The Bank of England may well need to cut interest rates in the likely scenario that high levels of Brexit uncertainty persist, policymaker Michael Saunders said today.

Mr Saunders comments are the first clear signal that the central bank is considering a rate cut. 

"If the UK avoids a no-deal Brexit, monetary policy also could go either way and I think it is quite plausible that the next move in Bank Rate would be down rather than up," he said.

Last week, the Bank of England said Brexit uncertainty and slower world growth were increasingly causing Britain's economy to perform below its potential, but did not directly raise the prospect of cutting interest rates. 

British Prime Minister Boris Johnson has vowed to take Britain out of the European Union by October 31, without any transition deal if necessary.

But he is  in a stand-off with parliament which has voted to block a no-deal Brexit next month.

Michael Saunders said his view was that even if a no-deal Brexit was avoided, high levels of Brexit uncertainty would persist and continue to act as a kind of "slow puncture" for the UK economy which had already caused underlying growth to slow to a crawl.

"In this case, it might well be appropriate to maintain a highly accommodative monetary policy stance for an extended period and perhaps to loosen policy at some stage, especially if global growth remains disappointing," he said. 

Simply waiting to see what happened with Brexit risked leading to inappropriate monetary policy, and the cost of reversing a rate cut if the outlook brightened would be low, he added. 

"In general, I would prefer to be nimble, adjusting policy if it appears necessary to keep the economy on track, and accepting that it may be necessary to change course if the outlook changes significantly," he said. 

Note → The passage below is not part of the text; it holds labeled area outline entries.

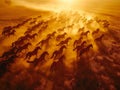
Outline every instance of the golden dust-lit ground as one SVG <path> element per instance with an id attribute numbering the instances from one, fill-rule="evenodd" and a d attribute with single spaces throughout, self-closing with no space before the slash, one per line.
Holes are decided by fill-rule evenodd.
<path id="1" fill-rule="evenodd" d="M 0 22 L 0 90 L 120 89 L 120 30 L 111 16 L 36 13 Z"/>

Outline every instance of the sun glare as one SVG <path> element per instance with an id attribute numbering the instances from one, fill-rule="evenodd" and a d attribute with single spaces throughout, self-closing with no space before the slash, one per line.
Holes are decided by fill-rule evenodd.
<path id="1" fill-rule="evenodd" d="M 72 4 L 75 0 L 60 0 L 62 3 Z"/>

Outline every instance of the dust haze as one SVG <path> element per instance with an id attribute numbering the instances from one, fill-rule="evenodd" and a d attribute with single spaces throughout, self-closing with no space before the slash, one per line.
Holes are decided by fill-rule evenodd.
<path id="1" fill-rule="evenodd" d="M 0 90 L 119 90 L 119 0 L 1 0 Z"/>

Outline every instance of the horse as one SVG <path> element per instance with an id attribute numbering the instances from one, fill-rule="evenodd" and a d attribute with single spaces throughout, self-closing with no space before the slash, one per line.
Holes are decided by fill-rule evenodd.
<path id="1" fill-rule="evenodd" d="M 38 36 L 37 33 L 30 35 L 29 39 L 34 39 L 36 36 Z"/>
<path id="2" fill-rule="evenodd" d="M 9 71 L 9 66 L 15 62 L 16 55 L 12 55 L 8 59 L 0 62 L 0 76 L 3 76 L 7 71 Z"/>
<path id="3" fill-rule="evenodd" d="M 11 26 L 4 27 L 3 31 L 2 31 L 2 35 L 6 35 L 6 34 L 10 33 L 12 29 L 13 29 L 13 27 L 11 27 Z"/>
<path id="4" fill-rule="evenodd" d="M 64 49 L 66 49 L 65 45 L 63 45 L 62 47 L 60 47 L 59 50 L 55 50 L 53 52 L 52 56 L 51 56 L 51 59 L 52 58 L 54 58 L 54 59 L 59 58 L 62 55 Z"/>
<path id="5" fill-rule="evenodd" d="M 15 30 L 12 30 L 11 32 L 8 33 L 8 36 L 15 35 L 15 32 L 16 32 Z"/>
<path id="6" fill-rule="evenodd" d="M 27 61 L 28 63 L 33 63 L 35 66 L 38 65 L 40 62 L 44 62 L 46 61 L 45 60 L 45 57 L 49 55 L 49 53 L 47 51 L 44 51 L 39 58 L 35 58 L 34 61 Z"/>
<path id="7" fill-rule="evenodd" d="M 76 47 L 73 49 L 73 51 L 75 51 L 76 49 L 77 49 L 77 51 L 81 50 L 81 49 L 85 46 L 86 43 L 87 43 L 86 41 L 83 41 L 83 42 L 81 43 L 81 45 L 76 46 Z"/>
<path id="8" fill-rule="evenodd" d="M 32 44 L 31 44 L 30 42 L 27 43 L 27 44 L 25 44 L 24 46 L 22 46 L 22 47 L 19 48 L 18 52 L 21 52 L 21 51 L 24 50 L 24 49 L 28 49 L 28 47 L 31 46 L 31 45 L 32 45 Z"/>
<path id="9" fill-rule="evenodd" d="M 47 37 L 54 37 L 55 34 L 56 34 L 56 32 L 54 31 L 53 33 L 48 34 Z"/>
<path id="10" fill-rule="evenodd" d="M 82 32 L 81 36 L 86 36 L 87 37 L 88 33 L 90 33 L 90 31 Z"/>
<path id="11" fill-rule="evenodd" d="M 47 37 L 46 39 L 41 40 L 37 45 L 39 45 L 39 44 L 40 44 L 40 46 L 48 45 L 50 39 L 51 39 L 51 37 Z"/>
<path id="12" fill-rule="evenodd" d="M 90 45 L 88 45 L 87 47 L 83 48 L 83 49 L 80 51 L 80 54 L 79 54 L 79 55 L 81 56 L 81 55 L 84 54 L 85 52 L 88 52 L 90 48 L 93 48 L 93 45 L 92 45 L 92 44 L 90 44 Z"/>
<path id="13" fill-rule="evenodd" d="M 83 39 L 83 37 L 80 37 L 78 40 L 75 40 L 73 43 L 73 47 L 76 47 L 78 44 L 80 44 L 82 39 Z"/>
<path id="14" fill-rule="evenodd" d="M 100 29 L 96 29 L 94 32 L 92 32 L 92 35 L 97 34 L 100 31 Z"/>
<path id="15" fill-rule="evenodd" d="M 40 47 L 36 47 L 33 51 L 28 52 L 28 53 L 26 54 L 25 59 L 26 59 L 26 58 L 30 59 L 30 58 L 31 58 L 32 56 L 34 56 L 34 55 L 37 56 L 38 50 L 41 50 L 41 48 L 40 48 Z"/>
<path id="16" fill-rule="evenodd" d="M 62 46 L 62 45 L 68 45 L 69 40 L 71 40 L 71 37 L 68 37 L 67 39 L 65 39 L 64 41 L 61 41 L 59 44 L 57 44 L 57 46 Z"/>
<path id="17" fill-rule="evenodd" d="M 100 37 L 96 38 L 95 41 L 101 41 L 103 37 L 104 37 L 104 34 L 102 34 Z"/>
<path id="18" fill-rule="evenodd" d="M 17 48 L 11 48 L 9 51 L 6 51 L 0 56 L 0 58 L 7 58 L 17 53 Z"/>
<path id="19" fill-rule="evenodd" d="M 57 41 L 59 41 L 60 39 L 65 38 L 65 35 L 67 35 L 67 33 L 66 33 L 66 32 L 65 32 L 65 33 L 63 33 L 63 34 L 61 34 L 61 35 L 58 35 L 58 36 L 56 37 L 56 40 L 57 40 Z"/>
<path id="20" fill-rule="evenodd" d="M 65 59 L 65 56 L 62 55 L 58 61 L 53 61 L 53 63 L 51 64 L 50 67 L 50 71 L 53 73 L 54 71 L 58 70 L 58 67 L 61 66 L 61 64 L 63 63 L 63 60 Z"/>
<path id="21" fill-rule="evenodd" d="M 83 41 L 83 42 L 81 43 L 81 45 L 76 46 L 76 47 L 73 49 L 73 51 L 76 50 L 76 52 L 77 52 L 77 59 L 78 59 L 78 57 L 79 57 L 79 55 L 78 55 L 79 52 L 81 51 L 82 48 L 85 47 L 85 44 L 86 44 L 86 43 L 87 43 L 86 41 Z"/>
<path id="22" fill-rule="evenodd" d="M 82 32 L 85 29 L 85 27 L 79 28 L 78 33 Z"/>

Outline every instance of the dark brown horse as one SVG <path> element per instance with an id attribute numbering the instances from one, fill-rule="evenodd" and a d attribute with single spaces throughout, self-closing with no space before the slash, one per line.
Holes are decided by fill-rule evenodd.
<path id="1" fill-rule="evenodd" d="M 104 37 L 104 34 L 102 34 L 100 37 L 96 38 L 95 41 L 101 41 L 103 37 Z"/>
<path id="2" fill-rule="evenodd" d="M 45 57 L 49 55 L 47 51 L 44 51 L 39 58 L 35 58 L 34 61 L 27 61 L 28 63 L 33 63 L 34 66 L 37 66 L 40 62 L 45 62 Z"/>
<path id="3" fill-rule="evenodd" d="M 40 45 L 41 47 L 42 47 L 43 45 L 49 45 L 50 39 L 51 39 L 51 37 L 47 37 L 46 39 L 41 40 L 37 45 Z"/>
<path id="4" fill-rule="evenodd" d="M 32 44 L 31 44 L 30 42 L 27 43 L 27 44 L 25 44 L 25 45 L 23 45 L 22 47 L 19 48 L 18 52 L 21 52 L 21 51 L 23 51 L 23 50 L 28 49 L 28 47 L 31 46 L 31 45 L 32 45 Z"/>
<path id="5" fill-rule="evenodd" d="M 58 35 L 58 36 L 56 37 L 56 40 L 59 41 L 60 39 L 64 39 L 64 38 L 65 38 L 65 35 L 67 35 L 67 33 L 63 33 L 63 34 L 61 34 L 61 35 Z"/>
<path id="6" fill-rule="evenodd" d="M 96 29 L 94 32 L 92 32 L 92 35 L 97 34 L 100 31 L 100 29 Z"/>
<path id="7" fill-rule="evenodd" d="M 68 42 L 71 39 L 72 39 L 71 37 L 68 37 L 64 41 L 61 41 L 57 46 L 68 45 Z"/>
<path id="8" fill-rule="evenodd" d="M 48 34 L 47 37 L 54 37 L 55 34 L 56 34 L 56 32 L 54 31 L 53 33 Z"/>
<path id="9" fill-rule="evenodd" d="M 87 47 L 83 48 L 83 49 L 80 51 L 80 54 L 79 54 L 79 55 L 81 56 L 81 55 L 84 54 L 85 52 L 88 52 L 90 48 L 93 48 L 93 45 L 92 45 L 92 44 L 90 44 L 90 45 L 88 45 Z"/>
<path id="10" fill-rule="evenodd" d="M 59 66 L 61 66 L 61 64 L 63 64 L 63 60 L 65 60 L 65 56 L 62 55 L 58 61 L 54 61 L 50 67 L 50 72 L 53 73 L 55 72 L 56 70 L 59 69 Z"/>
<path id="11" fill-rule="evenodd" d="M 62 55 L 63 50 L 65 48 L 66 48 L 66 46 L 64 45 L 59 50 L 54 51 L 53 54 L 52 54 L 52 56 L 51 56 L 51 58 L 54 58 L 54 59 L 59 58 Z"/>
<path id="12" fill-rule="evenodd" d="M 79 45 L 82 42 L 83 37 L 80 37 L 78 40 L 75 40 L 73 43 L 73 47 L 76 47 L 77 45 Z"/>
<path id="13" fill-rule="evenodd" d="M 34 56 L 34 55 L 37 56 L 38 50 L 41 50 L 41 48 L 40 48 L 40 47 L 36 47 L 33 51 L 28 52 L 28 53 L 26 54 L 26 58 L 30 59 L 30 58 L 31 58 L 32 56 Z M 25 58 L 25 59 L 26 59 L 26 58 Z"/>
<path id="14" fill-rule="evenodd" d="M 90 33 L 90 31 L 82 32 L 81 36 L 86 36 L 87 37 L 88 33 Z"/>

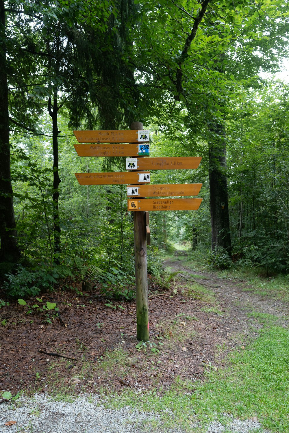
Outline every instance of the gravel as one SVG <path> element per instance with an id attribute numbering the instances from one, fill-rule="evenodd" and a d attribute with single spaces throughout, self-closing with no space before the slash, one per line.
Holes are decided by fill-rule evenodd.
<path id="1" fill-rule="evenodd" d="M 140 433 L 163 432 L 186 433 L 183 430 L 165 428 L 162 414 L 145 413 L 130 407 L 120 409 L 105 407 L 98 395 L 83 395 L 73 402 L 55 401 L 47 394 L 36 394 L 32 397 L 22 396 L 11 403 L 0 405 L 0 433 Z M 167 412 L 167 410 L 166 411 Z M 172 417 L 173 414 L 171 413 Z M 229 415 L 225 427 L 214 422 L 207 426 L 208 433 L 249 433 L 263 430 L 256 419 L 234 420 Z M 9 421 L 16 423 L 5 425 Z M 226 423 L 227 424 L 227 423 Z M 157 426 L 157 427 L 156 427 Z M 196 427 L 198 424 L 195 424 Z M 192 426 L 192 428 L 194 428 Z"/>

Mr Saunders said he still agreed with recent Bank of England guidance that a limited and gradual increase in interest rates would be needed over the medium term, if Brexit uncertainty reduced significantly and global growth perks up a bit. 

In the event of a no-deal Brexit, Saunders repeated the Bank of England position that all policy options would be open, depending on the damage to growth and how much inflation spikes from a likely fall in sterling. 

Earlier this month, Bank of England Governor Mark Carney estimated in a worst-case, chaotic scenario that a no-deal Brexit could reduce the size of the economy by 5.5%. 

The Paris-based OECD has predicted a 2% hit in the case of a more managed no-deal Brexit.